23 Haziran 2010

Mourinho Effect & El Diego



Dünya Kupası tüm hızıyla devam ediyor, Arjantin ve El Diego ilerliyor. İlk maçlar kaynaklı bir temkinli oyun, vuvuzela ve Ömer Üründül gibi etkenler bir bıkma hali yarattığından dem vuranların sayısı az değil.

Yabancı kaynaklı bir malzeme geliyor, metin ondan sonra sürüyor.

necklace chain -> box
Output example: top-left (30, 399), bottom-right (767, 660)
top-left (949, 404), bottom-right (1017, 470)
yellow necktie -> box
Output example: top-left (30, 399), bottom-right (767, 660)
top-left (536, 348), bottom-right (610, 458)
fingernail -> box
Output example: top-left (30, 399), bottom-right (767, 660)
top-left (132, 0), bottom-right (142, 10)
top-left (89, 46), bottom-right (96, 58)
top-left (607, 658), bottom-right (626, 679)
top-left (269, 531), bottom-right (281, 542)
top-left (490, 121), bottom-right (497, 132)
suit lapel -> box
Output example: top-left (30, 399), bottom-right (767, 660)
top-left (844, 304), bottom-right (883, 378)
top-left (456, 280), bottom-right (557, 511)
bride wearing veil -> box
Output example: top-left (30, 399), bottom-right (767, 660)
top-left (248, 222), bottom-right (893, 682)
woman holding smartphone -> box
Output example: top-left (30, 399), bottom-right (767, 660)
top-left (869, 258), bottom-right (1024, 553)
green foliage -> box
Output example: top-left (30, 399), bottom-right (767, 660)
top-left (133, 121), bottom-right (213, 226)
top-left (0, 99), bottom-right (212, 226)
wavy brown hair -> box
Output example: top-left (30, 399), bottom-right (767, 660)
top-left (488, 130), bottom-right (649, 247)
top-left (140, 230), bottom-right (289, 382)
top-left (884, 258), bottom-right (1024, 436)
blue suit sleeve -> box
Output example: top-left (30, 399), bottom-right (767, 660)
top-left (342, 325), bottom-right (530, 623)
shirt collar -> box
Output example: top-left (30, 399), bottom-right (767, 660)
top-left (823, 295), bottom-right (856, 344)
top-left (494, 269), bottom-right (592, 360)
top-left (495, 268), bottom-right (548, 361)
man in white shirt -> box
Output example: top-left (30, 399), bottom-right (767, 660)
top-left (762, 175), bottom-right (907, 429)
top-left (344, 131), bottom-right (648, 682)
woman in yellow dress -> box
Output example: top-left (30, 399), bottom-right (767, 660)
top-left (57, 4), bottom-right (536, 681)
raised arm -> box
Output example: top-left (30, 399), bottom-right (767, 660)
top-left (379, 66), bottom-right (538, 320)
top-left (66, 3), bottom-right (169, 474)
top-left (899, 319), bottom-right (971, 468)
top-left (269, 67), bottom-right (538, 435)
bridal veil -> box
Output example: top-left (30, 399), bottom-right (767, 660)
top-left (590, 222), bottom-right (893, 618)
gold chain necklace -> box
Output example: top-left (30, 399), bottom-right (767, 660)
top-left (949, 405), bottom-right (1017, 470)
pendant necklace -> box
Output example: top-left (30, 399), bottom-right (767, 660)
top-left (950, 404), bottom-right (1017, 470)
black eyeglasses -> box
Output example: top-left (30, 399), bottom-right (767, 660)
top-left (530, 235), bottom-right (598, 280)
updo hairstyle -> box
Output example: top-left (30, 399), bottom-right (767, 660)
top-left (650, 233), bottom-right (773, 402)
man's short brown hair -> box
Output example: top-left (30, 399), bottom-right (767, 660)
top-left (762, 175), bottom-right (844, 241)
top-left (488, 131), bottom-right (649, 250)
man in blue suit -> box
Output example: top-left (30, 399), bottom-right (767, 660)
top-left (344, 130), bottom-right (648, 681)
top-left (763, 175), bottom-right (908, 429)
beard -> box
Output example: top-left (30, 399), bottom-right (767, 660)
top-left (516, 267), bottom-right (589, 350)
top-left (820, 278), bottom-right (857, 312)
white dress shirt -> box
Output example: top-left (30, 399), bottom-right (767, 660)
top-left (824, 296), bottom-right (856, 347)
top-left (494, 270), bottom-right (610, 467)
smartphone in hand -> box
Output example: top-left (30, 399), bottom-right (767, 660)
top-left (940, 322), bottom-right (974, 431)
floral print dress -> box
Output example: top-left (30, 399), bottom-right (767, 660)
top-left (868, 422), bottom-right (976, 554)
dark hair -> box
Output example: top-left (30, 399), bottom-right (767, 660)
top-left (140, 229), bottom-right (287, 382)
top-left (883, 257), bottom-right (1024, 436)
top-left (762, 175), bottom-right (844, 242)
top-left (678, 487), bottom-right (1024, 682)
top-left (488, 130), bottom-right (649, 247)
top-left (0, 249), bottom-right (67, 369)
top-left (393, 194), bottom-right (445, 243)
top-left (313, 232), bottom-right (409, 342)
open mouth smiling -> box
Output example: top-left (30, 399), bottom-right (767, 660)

İkinci maçlarla birlikte ilk maçlardaki heyecansızlık katsayısının azaldığını söyleyebilirim. Ancak hala izlenen futbol istenen seviyede değil. Grubun son maçlarının daha dikkatli oynanması gerekliliği ve sonrasında eleme usulü de başlayınca güzel futbol beklemek hayal olmaktan öteye geçmeyebilir.

Çok iyi alan savunması yapan takımlar seyredildi, bu da haliyle aradaki makasın ne kadar kapanabileceğini gösterdi açıkçası. Oyuncu kalitelerindeki fark artık eskisi kadar çok değil, verilen görevleri doğru uygulayan takımlar kök söktürebiliyorlar. Fransa'yı saymıyorum, Domenech faciası ama İngiltere'nin, Brezilya'nın ve İspanya'nın çektiği sıkıntı tam da buydu.

Aslında buna Mourinho Effect de denilebilir. Şampiyonlar Ligi'nde Barça'yı saf dışı eden bu oyun algısı giderek yaygınlaşıyor ve dünya futbolunu kanımca büyük bir tehlike bekliyor. Endüstriyel futbolun sadece kazanan takımlara prim sağladığı bu düzen, gözünü hırs bürümüş, kibirli, kariyer isteyen, para kazanması gereken teknik adamları da 1 - 0'a zorluyor.

Güzel oyun, güzel futbol ölmeye mahkum ediliyor yavaş yavaş. Elde kalan son kale FC Barcelona, direniyor, direnecek!

Yine de İspanya karşısındaki Mourinho etkisinde kalmış olan İsviçre'yi beğendim, topu kazanabildikleri sürece hücum etmeyi de düşündüler, etkiden kurtularak. Sadece yetenekleri kısıtlıydı, 2 - 3 defa gelip tek gol atabildiler. Inter ise dünyanın en iyi oyuncularıyla 15 metrede beklemeyi tercih etti.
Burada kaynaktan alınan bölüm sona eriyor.